People do tend to ignore thought experiments. I get the strong impression that they think that thought experiments cannot tell us anything about actual reality. They are just riddles with no possible application to the real world. To find out about reality we have to actually investigate it, not engage in armchair philosophising.
But this far from the truth. As the article says:
Galileo devised a simple thought experiment that told us something profound about gravity. Take two weights, one light, one heavy. If heavier objects fall faster than light ones, as Aristotle said, then the lighter weight will lag behind. That implies that when the two are tied together, they will fall more slowly than the heavy weight alone. But together, they weigh more than the heavy alone, so they should fall faster. Wait, so is it faster or slower?
This is a great example which illustrates that just by thinking about something you can prove something necessarily must be true, or necessarily cannot be true.

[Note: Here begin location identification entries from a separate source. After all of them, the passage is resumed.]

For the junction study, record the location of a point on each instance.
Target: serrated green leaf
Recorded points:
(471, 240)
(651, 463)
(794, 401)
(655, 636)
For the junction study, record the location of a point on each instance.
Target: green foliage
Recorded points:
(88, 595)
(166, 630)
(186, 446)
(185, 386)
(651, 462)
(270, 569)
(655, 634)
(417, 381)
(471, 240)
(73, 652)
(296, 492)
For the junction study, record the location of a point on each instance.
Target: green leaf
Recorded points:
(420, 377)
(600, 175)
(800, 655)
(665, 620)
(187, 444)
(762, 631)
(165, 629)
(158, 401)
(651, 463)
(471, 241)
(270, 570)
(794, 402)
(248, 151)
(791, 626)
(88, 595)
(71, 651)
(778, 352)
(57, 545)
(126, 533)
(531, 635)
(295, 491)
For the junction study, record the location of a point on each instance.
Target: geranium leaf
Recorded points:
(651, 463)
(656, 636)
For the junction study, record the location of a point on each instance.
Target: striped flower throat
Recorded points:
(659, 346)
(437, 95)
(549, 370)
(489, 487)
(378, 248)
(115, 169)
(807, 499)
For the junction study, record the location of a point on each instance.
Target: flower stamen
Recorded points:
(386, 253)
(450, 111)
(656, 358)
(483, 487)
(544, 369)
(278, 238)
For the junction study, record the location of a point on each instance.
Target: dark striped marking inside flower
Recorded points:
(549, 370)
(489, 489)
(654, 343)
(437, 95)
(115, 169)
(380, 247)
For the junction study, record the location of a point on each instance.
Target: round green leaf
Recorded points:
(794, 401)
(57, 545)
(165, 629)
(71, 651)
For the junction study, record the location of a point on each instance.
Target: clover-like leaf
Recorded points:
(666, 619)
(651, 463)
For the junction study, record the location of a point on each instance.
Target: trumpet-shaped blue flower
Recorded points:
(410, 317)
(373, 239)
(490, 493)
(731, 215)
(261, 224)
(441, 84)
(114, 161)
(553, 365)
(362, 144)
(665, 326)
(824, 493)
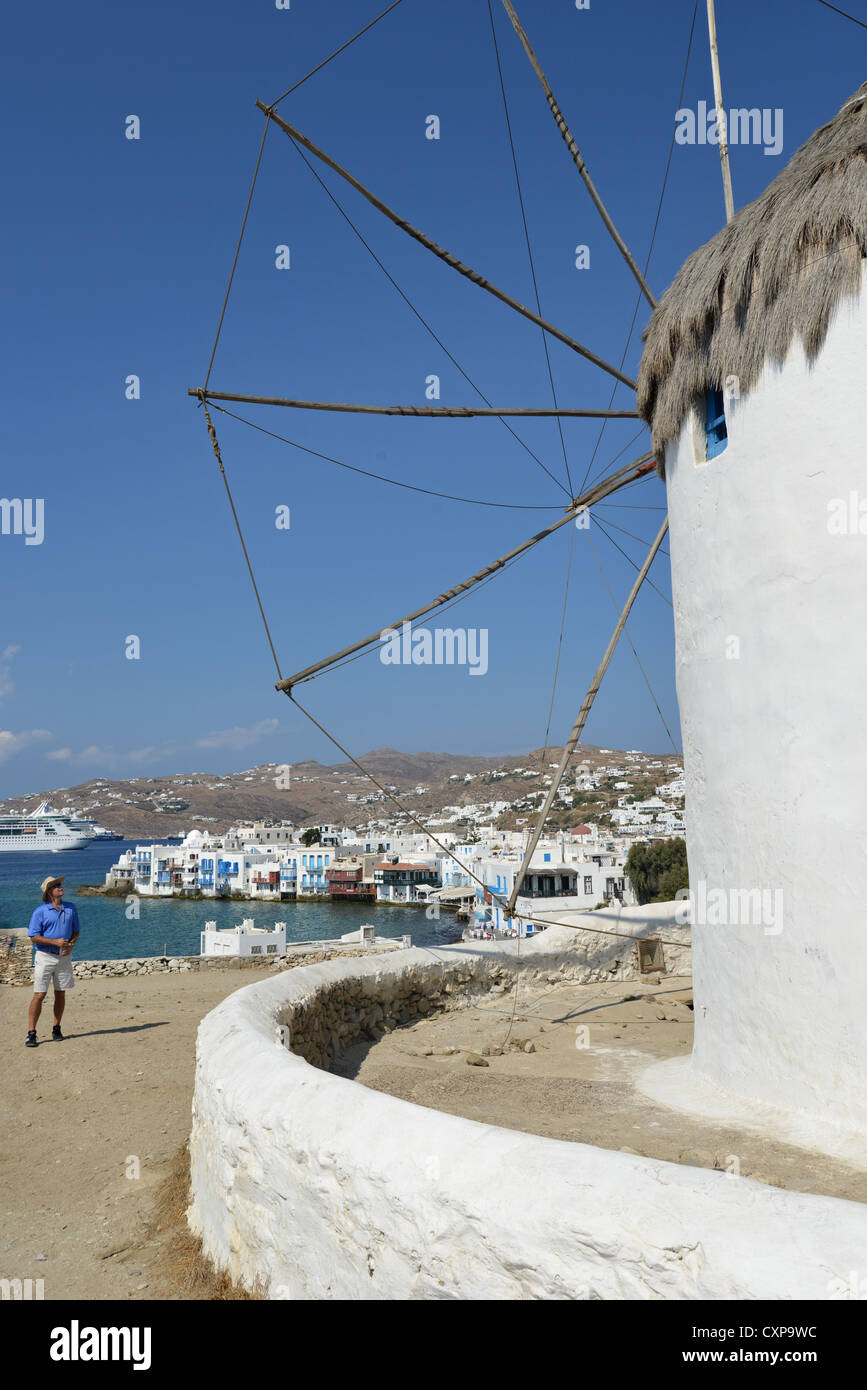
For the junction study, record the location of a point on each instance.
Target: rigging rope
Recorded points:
(207, 375)
(573, 926)
(380, 477)
(581, 720)
(325, 61)
(418, 316)
(599, 491)
(575, 153)
(617, 546)
(530, 255)
(632, 644)
(286, 687)
(443, 255)
(421, 412)
(656, 221)
(550, 708)
(223, 473)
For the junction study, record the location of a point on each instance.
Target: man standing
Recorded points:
(53, 930)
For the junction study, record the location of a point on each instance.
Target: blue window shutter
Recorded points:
(716, 428)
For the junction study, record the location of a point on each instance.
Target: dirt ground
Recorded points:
(113, 1098)
(99, 1119)
(589, 1044)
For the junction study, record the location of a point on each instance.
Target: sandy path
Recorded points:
(120, 1087)
(117, 1093)
(582, 1093)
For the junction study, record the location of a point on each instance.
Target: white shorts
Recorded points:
(47, 968)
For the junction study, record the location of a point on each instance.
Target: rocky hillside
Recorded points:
(314, 794)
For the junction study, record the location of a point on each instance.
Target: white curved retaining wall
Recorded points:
(318, 1187)
(771, 672)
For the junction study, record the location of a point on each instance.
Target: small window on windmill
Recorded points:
(650, 958)
(716, 431)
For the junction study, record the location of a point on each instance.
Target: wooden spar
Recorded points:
(602, 489)
(443, 255)
(721, 120)
(425, 412)
(581, 720)
(570, 143)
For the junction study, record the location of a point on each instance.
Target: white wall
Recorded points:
(773, 740)
(324, 1189)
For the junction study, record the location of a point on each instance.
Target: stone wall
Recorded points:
(316, 1187)
(361, 1008)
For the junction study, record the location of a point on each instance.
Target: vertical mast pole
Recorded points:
(721, 120)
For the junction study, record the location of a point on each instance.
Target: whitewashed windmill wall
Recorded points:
(771, 674)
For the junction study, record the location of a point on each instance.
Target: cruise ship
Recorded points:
(39, 831)
(85, 824)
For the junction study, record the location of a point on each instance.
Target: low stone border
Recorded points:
(318, 1187)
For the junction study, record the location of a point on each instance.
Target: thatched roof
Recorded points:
(778, 268)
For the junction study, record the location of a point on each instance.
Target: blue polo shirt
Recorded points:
(54, 922)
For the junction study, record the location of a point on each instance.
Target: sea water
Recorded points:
(172, 926)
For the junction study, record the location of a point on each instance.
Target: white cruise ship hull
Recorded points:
(40, 843)
(39, 831)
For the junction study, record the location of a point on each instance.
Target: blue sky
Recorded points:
(116, 262)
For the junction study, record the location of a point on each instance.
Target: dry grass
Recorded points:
(777, 271)
(184, 1266)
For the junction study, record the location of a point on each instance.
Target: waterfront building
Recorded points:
(246, 940)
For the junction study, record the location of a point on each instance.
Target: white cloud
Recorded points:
(239, 737)
(11, 744)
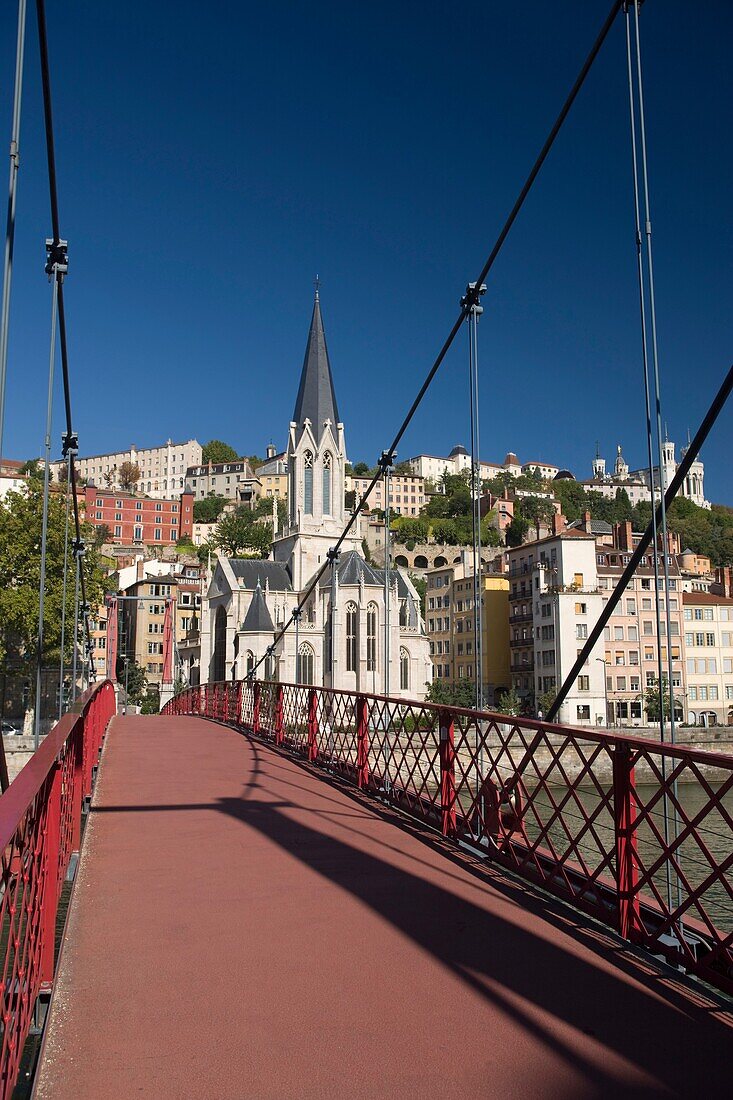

Just think that people for centuries thought that the rate at which objects fall is related to their weight. A simple thought experiment could have disabused them of this notion!
And this also disproves peoples' claim that only science tells us about the world and that philosophising is just a waste of time. Sorry, that just isn't true. George Berkeley in the early 18th Century advanced thought experiments showing the concept of absolute space was incoherent for example. But Newton's authority was too great, and he was simply ignored. And it continues to this day. Some peoples' conviction that consciousness is wholly causally inefficacious for example. Something which I have argued simply cannot be maintained as I argue here and here.